Al día siguiente se hizo saber que Oliver Twist pasaba de nuevo a la condición de
alquilable,
y que sería entregado, juntamente con la prima de cinco libras esterlinas, a quien de él quisiera hacerse cargo.

Capítulo IV

Cómo Oliver consigue otra colocación que le introduce en el mundo

Las grandes familias, cuando no pueden proporcionar a un hijo ya crecido una colocación ventajosa, sea a título posesorio o en virtud de derecho de sucesión, bien adjudicándole parte de los bienes patrimoniales, bien señalándole una renta, generalmente lo envían a la marina.

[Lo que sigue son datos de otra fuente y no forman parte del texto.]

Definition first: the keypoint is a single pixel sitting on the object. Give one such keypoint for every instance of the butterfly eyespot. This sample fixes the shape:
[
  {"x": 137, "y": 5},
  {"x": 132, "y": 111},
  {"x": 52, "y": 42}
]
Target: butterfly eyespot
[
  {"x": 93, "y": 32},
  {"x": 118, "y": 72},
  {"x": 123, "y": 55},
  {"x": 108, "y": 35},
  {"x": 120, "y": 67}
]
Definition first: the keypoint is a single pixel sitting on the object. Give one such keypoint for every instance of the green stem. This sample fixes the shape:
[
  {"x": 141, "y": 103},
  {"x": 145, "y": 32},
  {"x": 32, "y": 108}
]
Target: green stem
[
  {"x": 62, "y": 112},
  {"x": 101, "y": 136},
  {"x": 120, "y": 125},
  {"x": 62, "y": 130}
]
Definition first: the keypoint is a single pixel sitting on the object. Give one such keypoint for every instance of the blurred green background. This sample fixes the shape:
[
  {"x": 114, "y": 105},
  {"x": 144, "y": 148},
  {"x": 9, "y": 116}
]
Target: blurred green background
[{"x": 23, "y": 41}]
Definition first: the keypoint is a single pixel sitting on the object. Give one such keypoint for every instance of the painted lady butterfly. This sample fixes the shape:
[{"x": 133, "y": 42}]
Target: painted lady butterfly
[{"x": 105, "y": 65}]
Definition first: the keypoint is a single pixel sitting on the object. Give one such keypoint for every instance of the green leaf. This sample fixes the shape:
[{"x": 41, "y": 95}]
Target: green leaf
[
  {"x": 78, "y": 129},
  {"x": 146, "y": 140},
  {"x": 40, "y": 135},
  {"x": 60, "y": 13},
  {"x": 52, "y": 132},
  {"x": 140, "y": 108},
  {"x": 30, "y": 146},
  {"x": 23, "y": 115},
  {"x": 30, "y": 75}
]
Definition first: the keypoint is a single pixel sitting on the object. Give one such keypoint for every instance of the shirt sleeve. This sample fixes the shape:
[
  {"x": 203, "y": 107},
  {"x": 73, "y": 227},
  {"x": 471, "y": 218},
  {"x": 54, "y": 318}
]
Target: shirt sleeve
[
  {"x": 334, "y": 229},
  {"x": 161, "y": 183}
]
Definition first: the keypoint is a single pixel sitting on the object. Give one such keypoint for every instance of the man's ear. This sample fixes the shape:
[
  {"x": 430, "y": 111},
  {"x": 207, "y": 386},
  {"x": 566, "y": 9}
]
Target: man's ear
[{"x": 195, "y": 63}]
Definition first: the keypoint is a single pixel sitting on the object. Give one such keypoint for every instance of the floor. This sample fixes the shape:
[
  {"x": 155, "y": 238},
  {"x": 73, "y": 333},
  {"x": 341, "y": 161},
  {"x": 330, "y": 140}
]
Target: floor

El Consejo de Administración del hospicio, inspirándose en ejemplo tan saludable, deliberó sobre la conveniencia de embarcar cuanto antes a Oliver en cualquier buque mercante de poco porte que se hiciera a la vela para cualquier puerto insalubre, partido el más acertado que podían tomar, toda vez que era lo más probable que el capitán del mismo distrajera sus ocios zurrándole hasta matarle, o bien por vía de pasatiempo le rompieran la cabeza con una barra de hierro, recreos ambos muy del agrado de la gente de mar, según es público y notorio. Cuanto con mayor atención estudiaba el Consejo el asunto, desde el punto de vista indicado, mayores ventajas le encontraba, y al fin se acordó que el medio más acertado, el único, de asegurar de una vez el porvenir de Oliver, era embarcarlo sin dilación.